Disruptive force

The genie’s out of the bottle – embracing tobacco harm reduction could end smoking within a generation, says Knowledge Action Change. DDN reports.

disruptive force ddn magazine featureSmoking causes at least 8m deaths every year – more than from HIV/AIDS, tuberculosis and malaria combined. Despite this global public health crisis, the number of smokers worldwide has remained static at 1.1bn over the past two decades.

In The right side of history, Knowledge Action Change (KAC)’s third report in a series on the global state of tobacco harm reduction, Harry Shapiro looks at past, present and future. Why have there been so many false starts to find safer ways to use nicotine? How have consumers themselves influenced the development of tobacco harm reduction? What’s been the response of public health and tobacco control organisations? What role has the tobacco industry played in all of this? And the key question: ‘Are we now going to see the opportunity to end smoking slip away – leaving the tobacco industry to continue profiting from the sale of combustible cigarettes?’

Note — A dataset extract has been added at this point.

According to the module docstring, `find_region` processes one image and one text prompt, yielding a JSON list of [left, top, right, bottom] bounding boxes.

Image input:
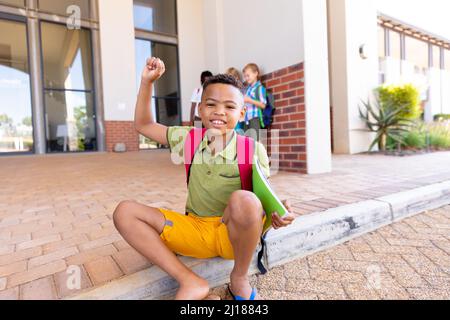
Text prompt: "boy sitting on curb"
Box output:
[[113, 58, 294, 300]]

The report is a fascinating and disturbing read. It’s a story of innovation, but equally a story of ignorance, greed, corruption, neglect, inertia and privilege as we see the emergence of much safer products being regulated and dismissed to further confirm deadly combustible cigarettes as the number one choice. As we read about the burden of tobacco-related death and disease falling disproportionately on people who are poor, vulnerable and disadvantaged, we are reminded of tobacco companies’ sham promotion of ‘safer’ cigarettes (for which they were penalised in the 1990s) with a filter that was nothing more than a PR exercise. Their products remained deadly, and they knew it.

Breakthrough

The twist in this story is that the breakthrough in tobacco harm reduction was consumer driven and not the result of public health policy dealt from on high. Individual innovators began experimenting for a safer vaping product, motivated by their desire to quit smoking. An American man came close, but China gave their candidate the backing and a new industry was born. Developing an export market quickly, China offered the world the opportunity to try vaping instead of smoking. 

Harry Shapiro, the report’s author, explains how interest and excitement spread through internet forums, chat rooms and websites – ‘what’s all this e-cig stuff that I keep reading about in the newspapers? Is it going to help me? Are they safe? Where can I get them? How much do they cost?’

Politicians, regulators and law-makers were all completely caught off guard, he says. ‘They had absolutely no idea what to do with these products – is it tobacco? Should we make them medical products?’ And in the absence of knowledge, they took some bad advice from otherwise credible sources like the World Health Organization (WHO). ‘And of course, if you’re going to develop policies on the back of bad advice, what you finish up with is bad policy – and this is what has happened in many countries.’

Just as health and regulatory authorities moved towards restricting the products, consumers – the thousands who had benefited from vaping – began to advocate for their right to use them and this had a direct influence on policy.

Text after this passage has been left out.